Une économie à genoux

Publié le 19 juin 2006 Lecture : 3 minutes.

Les Congolais ont siroté près d’un tiers de bière de plus en 2005 que l’année précédente. La demande de ciment a augmenté de 26 % et les téléphones mobiles trouvent chaque jour de nouveaux adeptes. Après des années de récession, la République démocratique du Congo a enfin renoué avec la croissance (6,5 %), la monnaie est stable, l’inflation à peu près maîtrisée (357 % en 2001 et 21,6 % l’an dernier), les dépenses de l’État mieux contrôlées et les recettes publiques ont progressé de 100 millions de dollars en 2001, à 290 millions en 2005. Autant de bonnes nouvelles pour le prochain chef de l’État.
« Les faiblesses structurelles du pays et l’environnement des affaires demeurent un handicap majeur à la relance économique », explique toutefois un diplomate européen. L’économie reste à 80 % informelle, la corruption n’a pas été enrayée, les tracasseries administratives continuent. L’insécurité politique, juridique et foncière ne pousse pas les investisseurs à s’engager sur le long terme. Seuls les audacieux et les opportunistes, Chinois, Libanais et Russes, cherchent à réaliser de jolis coups dans le commerce et le négoce. Le secteur des mines connaît néanmoins un engouement important avec la hausse des cours des matières premières. Le patrimoine minier du pays – Gecamines, la Miba (Minière de Bakwanga) et l’Okimo (Office des mines d’or de Kilo Moto) – a été saucissonné et livré aux plus offrants pour satisfaire les besoins immédiats d’argent. L’État est le grand perdant. La plupart des accords signés pénalisent les entreprises publiques, dont les apports en nature, gisement ou infrastructures ont été sous-estimés.
Un grand nombre d’exonérations fiscales ont également été accordées pour des périodes allant de quinze à trente ans. L’exploitation artisanale des minerais bat, par ailleurs, toujours son plein et alimente les comptoirs commerciaux des pays limitrophes. Aucune industrie de transformation n’a été développée et la majeure partie de la population s’adonne à l’agriculture vivrière pour survivre. Les infrastructures routières sont tellement dégradées que certaines zones ne peuvent être atteintes que par voie aérienne ou fluviale. Après des années de mauvaise gouvernance et d’absence de l’État, le service public, particulièrement dans le domaine social, est réduit à néant.
Consciente des énormes difficultés de la RDC, la communauté internationale a repris sa collaboration dès que le processus de pacification a été engagé en 2002. Les missions des experts du FMI et de la Banque mondiale se sont succédé à Kinshasa pour aider le gouvernement et les partenaires bilatéraux, particulièrement la France et la Belgique, à remettre de l’ordre dans les finances publiques. Avec un certain succès puisque les régies financières fonctionnent à nouveau, les dépenses publiques sont à peu près contrôlées et les premiers projets de développement ont redémarré.

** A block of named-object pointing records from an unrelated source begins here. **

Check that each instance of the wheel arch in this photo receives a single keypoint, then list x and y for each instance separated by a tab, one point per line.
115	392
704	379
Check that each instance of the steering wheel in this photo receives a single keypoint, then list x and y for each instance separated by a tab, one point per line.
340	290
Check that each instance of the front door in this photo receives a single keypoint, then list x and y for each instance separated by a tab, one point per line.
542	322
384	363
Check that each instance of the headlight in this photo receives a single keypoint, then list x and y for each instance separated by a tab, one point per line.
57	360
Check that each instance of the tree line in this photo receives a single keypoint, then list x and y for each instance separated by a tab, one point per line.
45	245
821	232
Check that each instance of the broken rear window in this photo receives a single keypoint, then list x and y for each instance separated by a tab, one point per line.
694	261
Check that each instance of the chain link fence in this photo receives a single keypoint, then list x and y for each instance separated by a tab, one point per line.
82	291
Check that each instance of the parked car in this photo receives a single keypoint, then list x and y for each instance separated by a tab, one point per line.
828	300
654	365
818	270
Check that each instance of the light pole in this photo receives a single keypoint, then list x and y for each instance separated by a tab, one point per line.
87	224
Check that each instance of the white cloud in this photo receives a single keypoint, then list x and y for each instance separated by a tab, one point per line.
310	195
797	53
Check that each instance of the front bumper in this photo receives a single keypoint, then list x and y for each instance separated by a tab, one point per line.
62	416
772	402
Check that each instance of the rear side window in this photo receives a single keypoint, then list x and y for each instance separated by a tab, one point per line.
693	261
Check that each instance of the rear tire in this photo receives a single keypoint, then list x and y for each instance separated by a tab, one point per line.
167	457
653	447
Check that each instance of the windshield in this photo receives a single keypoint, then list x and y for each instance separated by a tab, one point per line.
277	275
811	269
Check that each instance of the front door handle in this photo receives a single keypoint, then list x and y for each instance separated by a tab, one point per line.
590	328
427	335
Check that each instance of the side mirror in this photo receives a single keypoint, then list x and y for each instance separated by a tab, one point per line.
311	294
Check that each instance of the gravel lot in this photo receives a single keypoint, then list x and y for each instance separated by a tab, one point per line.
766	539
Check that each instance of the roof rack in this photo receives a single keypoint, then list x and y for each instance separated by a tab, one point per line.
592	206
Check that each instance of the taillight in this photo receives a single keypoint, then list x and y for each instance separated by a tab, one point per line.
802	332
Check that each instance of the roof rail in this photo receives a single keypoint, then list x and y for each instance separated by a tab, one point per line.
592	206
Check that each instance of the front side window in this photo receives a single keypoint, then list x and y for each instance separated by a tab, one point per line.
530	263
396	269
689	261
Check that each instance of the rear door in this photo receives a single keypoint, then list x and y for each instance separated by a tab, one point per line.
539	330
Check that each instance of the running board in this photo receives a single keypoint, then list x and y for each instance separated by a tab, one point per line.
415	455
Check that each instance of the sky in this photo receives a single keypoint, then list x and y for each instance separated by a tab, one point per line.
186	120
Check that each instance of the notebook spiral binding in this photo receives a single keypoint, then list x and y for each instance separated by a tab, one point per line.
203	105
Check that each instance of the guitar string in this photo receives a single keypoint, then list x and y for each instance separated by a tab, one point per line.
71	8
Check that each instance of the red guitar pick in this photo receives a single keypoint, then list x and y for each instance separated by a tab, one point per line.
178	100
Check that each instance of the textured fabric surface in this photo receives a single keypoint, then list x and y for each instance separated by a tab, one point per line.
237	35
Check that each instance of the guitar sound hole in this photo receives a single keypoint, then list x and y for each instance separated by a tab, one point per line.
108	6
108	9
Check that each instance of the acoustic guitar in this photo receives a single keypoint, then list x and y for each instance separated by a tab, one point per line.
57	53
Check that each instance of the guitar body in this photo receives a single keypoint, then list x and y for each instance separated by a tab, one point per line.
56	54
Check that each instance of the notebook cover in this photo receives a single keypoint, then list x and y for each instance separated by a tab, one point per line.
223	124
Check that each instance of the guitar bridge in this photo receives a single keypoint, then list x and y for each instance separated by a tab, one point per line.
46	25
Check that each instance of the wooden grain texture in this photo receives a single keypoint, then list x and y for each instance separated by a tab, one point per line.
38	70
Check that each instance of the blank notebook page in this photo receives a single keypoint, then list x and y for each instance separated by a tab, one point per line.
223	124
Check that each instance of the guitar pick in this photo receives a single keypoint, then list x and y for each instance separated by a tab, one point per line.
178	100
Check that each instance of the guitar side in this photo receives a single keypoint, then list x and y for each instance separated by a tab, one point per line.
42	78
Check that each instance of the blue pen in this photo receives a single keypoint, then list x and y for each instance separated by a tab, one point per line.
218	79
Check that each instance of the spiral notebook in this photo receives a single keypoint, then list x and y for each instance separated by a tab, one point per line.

À l’approche des élections, la communauté internationale constate toutefois un relâchement des efforts et a décidé de couper les vivres au pays. L’aide extérieure représente pourtant 57 % du budget de l’État (2 milliards de dollars en 2006). Jean-Claude Masangu Mulongo, le gouverneur de la Banque centrale du Congo (BCC), a annoncé la mauvaise nouvelle, en avril, à son retour de Washington, où il avait assisté à la réunion des institutions de Bretton Woods : « On nous reproche une grande lenteur dans l’exécution des réformes structurelles. » Le FMI a, pour sa part, constaté d’importants dérapages budgétaires et une explosion des frais de mission.
La tâche du nouveau président s’annonce donc colossale pour la relance de l’économie. Il devra rassurer les bailleurs de fonds s’il veut obtenir leur soutien financier. Heureusement, la RDC n’a rien perdu de ses atouts. En témoignent les nombreux voyages d’hommes d’affaires européens qui viennent depuis près de deux ans prendre le pouls du Congo « pacifié ». Avec des terres fertiles, un gigantesque réseau hydrographique autour du fleuve Congo et ses nombreux affluents, de vastes réserves minières (cuivre, cobalt, coltan, diamant, or) et l’une des forêts les plus étendues du monde avec des espèces rares et très recherchées (afromosia, ébène, iroko, sapelli, sipo) la RDC reste potentiellement l’un des pays les plus riches d’Afrique. Le roi des Belges Léopold II l’avait compris lorsqu’il entreprit la conquête méthodique de ce territoire, quatre-vingt-six fois plus grand que son propre pays, à la fin du XIXe siècle, pour en faire un comptoir commercial.